Meanwhile, sacks of grain were being hoisted out of the hold and weighed before being taken ashore and into the sheds – altogether the ship brought back more than sixty-two thousand sacks from South Australia on this last voyage and was a hundred and twenty days at sea, which is rather slow. A hundred days from Australia to Britain is good, anything under a hundred, very good.
Then my new friend, Jansson, who comes from the Åland Islands, took me into the starboard fo’c’sle where I am to live until the watches are appointed, which will be on the day we go to sea. It is about thirty feet long and about thirteen feet wide, with wooden bunks from floor to ceiling, one above the other, like coffins with open sides. I am not sure how many but will tell you later. The boys seem pleasant enough, but not exactly gushing. About three-quarters of them speak only about a dozen words of English and some of those are swear words, which is twelve words more than I speak of Swedish which is the language in which all orders are given, rather than Finnish, which would be too difficult for non-Finns, I suppose. Swedish/Finns from the Åland Islands and Finns make up the majority of the crew.
They gave me some coffee and then I was told the second mate wanted to see me on the bridge deck, which is amidships above the fo’c’sles, where the ship is steered from, not from the poop. He was a pale, thin fellow and after asking me my name suddenly said, ‘Op the rigging!’
I simply couldn’t believe this. I thought they would give one a bit of time to get used to being in a ship. I was wearing my Harris tweed jacket, grey flannel trousers and those leather shoes with slippery soles which I took the nails out of because I thought they might damage the decks! He wouldn’t allow me to change, not even my shoes, just take off my jacket and shirt. I was in a sort of daze. I swung out over the ship’s side and started to climb the ratlines, wooden rungs lashed to the shrouds which hold the mast up, quite wide at the bottom but only a few inches wide when you get under what is known as the ‘top’, where it was difficult to get feet as large as mine on to them. The top is a platform and to get on to it I had to climb outwards on rope ratlines, like a fly on a ceiling, and when I got on to it, looking down I almost fainted.
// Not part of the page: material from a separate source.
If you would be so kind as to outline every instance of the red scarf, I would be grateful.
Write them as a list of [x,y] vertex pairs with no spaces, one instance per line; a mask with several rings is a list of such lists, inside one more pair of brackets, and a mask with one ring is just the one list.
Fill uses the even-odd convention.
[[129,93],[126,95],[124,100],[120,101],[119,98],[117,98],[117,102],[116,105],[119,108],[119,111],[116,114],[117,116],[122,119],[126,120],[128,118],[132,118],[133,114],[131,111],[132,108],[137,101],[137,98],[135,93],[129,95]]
I thought this was enough, but ‘Go on op,’ he shouted, and so I went on ‘op’ by rope ratlines, some of them very rotten after the long voyage – you have to hold on to the shrouds, not the ratlines, in case they break. These ratlines ended at the cross trees, which are made of steel and form a sort of open platform, like glass with my slippery shoes on, a hundred and thirty feet up with Belfast spread out below.
‘Op to the Royal Yard,’ was the next command. This was forty feet or so of nearly vertical and very trembly ratlines to just below the Royal Yard, the topmost one, on which the Royal Sail is bent at sea. Here, there were no more ratlines, and I had to haul myself up on to it, all covered with grease from something like a vertical railway line [a mast track on which the yard is raised and lowered by a halliard] on the face of the mast.
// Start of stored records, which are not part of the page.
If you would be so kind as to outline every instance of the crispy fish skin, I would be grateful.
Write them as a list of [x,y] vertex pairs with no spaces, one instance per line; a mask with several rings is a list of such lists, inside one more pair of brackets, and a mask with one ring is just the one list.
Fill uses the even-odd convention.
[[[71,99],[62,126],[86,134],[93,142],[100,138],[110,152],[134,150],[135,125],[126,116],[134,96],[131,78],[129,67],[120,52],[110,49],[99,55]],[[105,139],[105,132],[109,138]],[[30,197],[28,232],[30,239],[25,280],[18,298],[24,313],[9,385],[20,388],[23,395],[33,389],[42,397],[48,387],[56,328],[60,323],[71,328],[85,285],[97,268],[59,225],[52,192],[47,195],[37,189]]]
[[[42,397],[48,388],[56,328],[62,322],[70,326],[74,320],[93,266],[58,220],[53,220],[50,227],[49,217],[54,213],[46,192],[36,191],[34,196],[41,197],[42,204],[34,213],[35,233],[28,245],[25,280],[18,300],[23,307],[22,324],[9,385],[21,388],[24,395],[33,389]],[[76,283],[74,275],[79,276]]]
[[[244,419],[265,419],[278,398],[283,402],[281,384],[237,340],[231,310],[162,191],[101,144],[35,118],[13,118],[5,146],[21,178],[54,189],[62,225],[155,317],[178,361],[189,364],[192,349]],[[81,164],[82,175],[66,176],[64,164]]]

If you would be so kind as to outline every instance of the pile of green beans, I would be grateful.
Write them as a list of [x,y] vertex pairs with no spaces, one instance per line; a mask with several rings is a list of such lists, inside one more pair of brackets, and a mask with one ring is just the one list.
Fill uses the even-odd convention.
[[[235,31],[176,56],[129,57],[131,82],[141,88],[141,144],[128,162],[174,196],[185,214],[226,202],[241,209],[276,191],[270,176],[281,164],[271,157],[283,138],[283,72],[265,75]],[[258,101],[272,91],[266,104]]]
This yard was about fifty feet long, and made of steel, like all the other yards and masts. It had an iron rail along the top [a jackstay] to which the sail is bent and underneath it is a steel footrope [the ‘horse’] on which my shoes skidded in opposite directions, so that I looked like a ballet dancer doing the splits. At the yardarm I was – I learned the heights when I got down – about a hundred and sixty feet over the dock sheds, which had glass roofs – what a crash, I thought, if I fell off! It was better looking further afield. There were marvellous views of the Antrim Hills and down Belfast Lough towards the Irish Sea.
Back at the mast, thinking thank goodness that’s over, I heard the mate’s voice telling me to climb to the very top of the main mast [the main truck]; but I couldn’t do this with such slippery shoes on, as there were only two or three very rotten-looking ratlines on the stays [seized across the royal backstays], and then nothing but about six feet of absolutely bare pole to the cap. So I took off my shoes and socks, which were even more slippery than the shoes, left them on the yard and then shinned up, past caring what happened, more frightened of the mate than anything else, until I could touch the cap which was like a round, wooden bun. This cap I have discovered is nearly two hundred feet above the keel, much higher than Nelson’s column [which is only a hundred and forty-five feet high].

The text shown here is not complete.